2. Masa kanak-kanak pertengahan (4-11 tahun)
Pasien mengatakan tidak ada keluhan apa pun yang dirasakan
ketika usia 4-11 tahun, tidak ada masalah pada lingkungan sekolah
maupun keluarga dan mudah bergaul di sekolah.
3. Masa kanak-kanak akhir (12-18 tahun)
Pasien tumbuh dan kembang seperti anak lainnya. Pasien
menjalankan wajib belajar 12 tahun sampai lulus SMA. Pasien
mengatakan tidak ada kendala dalam pembelajaran di sekolah da
pasien memiliki prestasi yang cukup baik.
4. Masa dewasa (>18 tahun)
Pasien saat lulus SMA melanjutkan pendidikannya di salah
satu Universitas di Jakarta. Namun berhenti di tengah jalan dan
melanjutkan dengan masuk sebagai anggota Brimob.

9
C. Riwayat Pendidikan
● SD : SD di Jakarta

● SMP : SMP di Jakarta

● SMA : SMA di Jakarta

● Kuliah : Pendidikan Polisi

Selama menempuh pendidikan, pasien tidak memiliki kendala


dalam belajar. Pasien dapat mengikuti pelajaran dengan baik. Selama
masa sekolah, pasien tidak memiliki teman dan sering dijauhi oleh teman-
teman di sekolahnya. Pasien sempat bolos sekolah beberapa kali karena
takut dijauhi oleh teman-temannya. Prestasi pasien cukup baik.

D. Riwayat Pekerjaan
Saat ini pasien belum bekerja.

E. Kehidupan Beragama
Sejak lahir pasien sudah beragama islam dan menjalani ibadah
sesuai ketentuan agama islam.

F. Riwayat Pernikahan
Saat ini pasien sudah menikah.

G. Riwayat Pelanggaran Hukum


Pasien menyangkal adanya masalah dan pelanggaran hukum yang
pernah dilakukan sebelumnya.

H. Riwayat Sosial
Pasien sulit bergaul dengan teman-teman kerja dan lebih senang
berada diasrama dibanding bergaul dalam lingkungan sosial ataupun
masyarakat.

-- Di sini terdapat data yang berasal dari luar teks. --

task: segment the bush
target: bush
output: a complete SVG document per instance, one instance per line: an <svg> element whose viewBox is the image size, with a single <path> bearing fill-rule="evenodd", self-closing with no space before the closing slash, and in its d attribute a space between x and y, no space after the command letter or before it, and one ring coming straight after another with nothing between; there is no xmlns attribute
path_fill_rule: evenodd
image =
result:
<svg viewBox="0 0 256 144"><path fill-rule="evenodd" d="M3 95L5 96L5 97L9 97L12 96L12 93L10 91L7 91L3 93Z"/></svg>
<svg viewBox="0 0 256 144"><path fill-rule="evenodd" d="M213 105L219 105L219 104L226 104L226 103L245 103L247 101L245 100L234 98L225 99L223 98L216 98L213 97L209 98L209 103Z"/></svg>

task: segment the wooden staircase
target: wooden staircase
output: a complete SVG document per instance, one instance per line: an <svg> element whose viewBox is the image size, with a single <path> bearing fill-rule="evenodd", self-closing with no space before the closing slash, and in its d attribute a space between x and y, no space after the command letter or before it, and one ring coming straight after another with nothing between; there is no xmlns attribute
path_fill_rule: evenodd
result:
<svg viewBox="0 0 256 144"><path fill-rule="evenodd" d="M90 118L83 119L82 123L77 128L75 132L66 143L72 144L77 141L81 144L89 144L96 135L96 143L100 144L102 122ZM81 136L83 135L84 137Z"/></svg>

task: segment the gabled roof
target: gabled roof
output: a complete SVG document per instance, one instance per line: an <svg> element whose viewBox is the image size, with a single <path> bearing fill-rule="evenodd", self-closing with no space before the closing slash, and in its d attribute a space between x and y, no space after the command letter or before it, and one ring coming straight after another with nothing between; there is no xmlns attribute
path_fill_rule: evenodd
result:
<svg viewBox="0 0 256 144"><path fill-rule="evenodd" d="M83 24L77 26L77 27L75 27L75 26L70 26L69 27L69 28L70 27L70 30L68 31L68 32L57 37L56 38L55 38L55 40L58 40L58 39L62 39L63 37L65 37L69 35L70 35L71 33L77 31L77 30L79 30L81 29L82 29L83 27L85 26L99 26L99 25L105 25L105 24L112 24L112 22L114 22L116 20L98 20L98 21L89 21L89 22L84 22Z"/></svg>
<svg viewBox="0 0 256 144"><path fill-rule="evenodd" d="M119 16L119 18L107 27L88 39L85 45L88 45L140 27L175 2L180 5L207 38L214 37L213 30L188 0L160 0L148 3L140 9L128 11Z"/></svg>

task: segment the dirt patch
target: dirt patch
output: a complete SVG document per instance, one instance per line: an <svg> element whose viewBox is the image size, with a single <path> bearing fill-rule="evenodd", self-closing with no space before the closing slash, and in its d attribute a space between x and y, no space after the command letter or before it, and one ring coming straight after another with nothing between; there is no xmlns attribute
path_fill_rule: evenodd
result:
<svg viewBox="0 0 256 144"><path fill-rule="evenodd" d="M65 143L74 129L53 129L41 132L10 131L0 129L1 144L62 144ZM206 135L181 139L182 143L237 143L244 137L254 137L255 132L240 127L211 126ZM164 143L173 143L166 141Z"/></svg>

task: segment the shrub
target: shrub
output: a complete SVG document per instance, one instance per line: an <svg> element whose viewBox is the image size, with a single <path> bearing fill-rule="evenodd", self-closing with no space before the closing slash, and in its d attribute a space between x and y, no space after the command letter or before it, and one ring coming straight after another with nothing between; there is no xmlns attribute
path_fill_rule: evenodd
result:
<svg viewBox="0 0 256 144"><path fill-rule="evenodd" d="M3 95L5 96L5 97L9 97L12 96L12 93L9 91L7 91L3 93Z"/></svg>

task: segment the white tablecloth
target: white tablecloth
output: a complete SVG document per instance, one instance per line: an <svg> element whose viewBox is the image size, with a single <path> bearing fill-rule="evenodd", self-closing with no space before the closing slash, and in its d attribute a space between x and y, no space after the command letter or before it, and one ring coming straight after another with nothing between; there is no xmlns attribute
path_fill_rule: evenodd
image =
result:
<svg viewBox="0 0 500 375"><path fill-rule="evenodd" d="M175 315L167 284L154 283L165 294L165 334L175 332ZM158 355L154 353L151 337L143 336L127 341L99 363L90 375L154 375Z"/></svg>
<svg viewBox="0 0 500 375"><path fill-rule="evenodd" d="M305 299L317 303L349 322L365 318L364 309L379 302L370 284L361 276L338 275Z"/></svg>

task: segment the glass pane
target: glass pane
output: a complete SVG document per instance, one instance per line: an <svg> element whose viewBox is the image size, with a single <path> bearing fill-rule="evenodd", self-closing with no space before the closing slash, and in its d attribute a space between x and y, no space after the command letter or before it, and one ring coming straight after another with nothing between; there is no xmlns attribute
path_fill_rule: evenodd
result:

Hubungan pasien dengan tema-teman pasien masih baik.

10
I. Riwayat Keluarga

Pasien merupakan anak ke-2 dari 3 bersaudara. Keluarga terdekat


pasien adalah orang tua pasien, kakak, dan adik pasien. Ayah dan ibu
pasien sudah berpisah sejak pasien masih berkuliah. Pasien mengatakan
tidak mengetahui apakah kedua orang tua pasien, kakak dan adik pasien
memiliki gejala yang sama dengan pasien. Kakak dan Adik pasien
berjenis kelamin perempuan. Saat ini pasien tinggal di asrama brimob
sendian. Istri pasien tinggal di rumah sendiri dan anak pasien tinggal
Bersama orang tua istri pasien. Istri pasien juga mengalami gangguan
yang sama.

J. Persepsi Pasien Tentang Diri dan Kehidupannya


Pasien menyadari bahwa pasien mengalami masalah dalam
kejiwaan pasien. Pasien mengatakan ingin keluhannya hilang dan
meminum obat yang diberikan oleh dokter.

K. Impian, Fantasi, dan Cita-cita


Pasien memiliki harapan untuk bisa lebih baik lagi dalam
berhubungan dengan keluarga dan pasien bercita-cita menjadi bidan.

I.3 Status Mental


I.3.1 Deskripsi Umum
A. Penampilan
Pasien perempuan berusia 18 tahun, berpenampilan fisik sesuai
dengan usianya. Menggunakan pakaian yang rapih dan bersih,
menggunakan jilbab, memakai baju kemeja dan celana jeans.
B. Kesadaran

11
Pasien dalam keadaan compos mentis dengan nilai glasgow coma
scale 15 (E4M6V5).

C. Perilaku dan Aktivitas Psikomotor


1. Sebelum Wawancara
Pasien tenang dan mengikuti instruksi yang diberikan oleh
pemeriksa. Pasien menyapa kembali ke pemeriksa dengan baik, nada
bicara halus, dan sopan.
2. Saat Wawancara
Pasien bersikap tenang dan kooperatif. Pasien dapat
memberikan jawaban sesuai dengan pertanyaan yang diajukan,
pasien juga dapat menceritakan tentang keluhan dan pengalaman
yang pasien alami.
3. Setelah Wawancara
Pasien masih tenang dan kooperatif. Meninggalkan tempat
wawancara dengan tenang.
4. Aktivitas Psikomotor
Melakukan Gerakan tubuh sewajarnya yang sesuai dengan
perasaan yang sedang diceritakan oleh pasien.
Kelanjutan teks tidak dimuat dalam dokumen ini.